Kate Stanley, a Shakespeare scholar turned stage director working at the famed Globe Theatre, is drawn into a centuries old puzzle when her mentor Roz is killed in the same manner as Hamlet's father. Like all good murder-mystery victims, Roz leaves a clue for Kate and so begins a two-continent search for a lost play and Shakespeare's true identity.

With strong characters and a swerving plot, Carrell gives us a comprehensive background to the ongoing and lively academic debate centred on who really authored what are considered the most known and loved pieces of literature in the English language. Simply put, Shakespeare may have been merely a front man.

Besides issues about dates, scholars argue that to write Shakespeare's body of work, the author would have to have had an immense vocabulary, knowledge of foreign languages and access to the modes and morals of the upper-class; as a commoner, William Shakespeare had neither the knowledge nor access. The nobility, though, would have, but in the 1600s theatre was not considered a noble pursuit. So, the true author or authors, wishing to remain anonymous, would have used William Shakespeare as a public face.

Carrell's novel could have easily become mired in academics. With so much history, debate and study swirling beneath the surface, it would be tempting to dive right in. After all, it is a great mystery in its own right. Luckily, Carrell knows when to rein it in: The facts never overwhelm the nonstop action; just enough are thrown in to make the reader feel invested.

The story moves from London in the 1600s to Arizona in the 1880s to present-day Boston, Utah, Spain and England. Shakespearean scholars, hit men, Spanish missionaries and gold prospectors meet in a New Mexican cave; tea is served in Elsinore, of "Hamlet" fame, surrounded by the dust and sky of the American Southwest; and the main characters leap across continents with head-spinning regularity.

While the convergence of times and characters may seem a bit stretched, it's hard to argue with the well-backgrounded Carrell. In the end, all the journeys and meetings, however mismatched, seem perfectly plausible.

Still, it's a little hard to understand why the search for a lost play by Shakespeare would cause so many murders.

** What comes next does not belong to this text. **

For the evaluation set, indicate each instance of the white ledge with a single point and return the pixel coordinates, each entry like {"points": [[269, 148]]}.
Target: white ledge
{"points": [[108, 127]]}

As historically important as such a discovery would be, the reasons for the elaborate murders and their collateral damage become confusing.

As she wraps it all together, Carrell leads the reader down the "it's for the money path," but ends with a big-budget action scene that falls just shy of believable.

Whether a reader believes knowledge of Shakespeare's true identity could incite widespread destruction and a string of murders, "Interred With Their Bones" is an exciting, entertaining and surprisingly educational read just itching to make its big screen debut.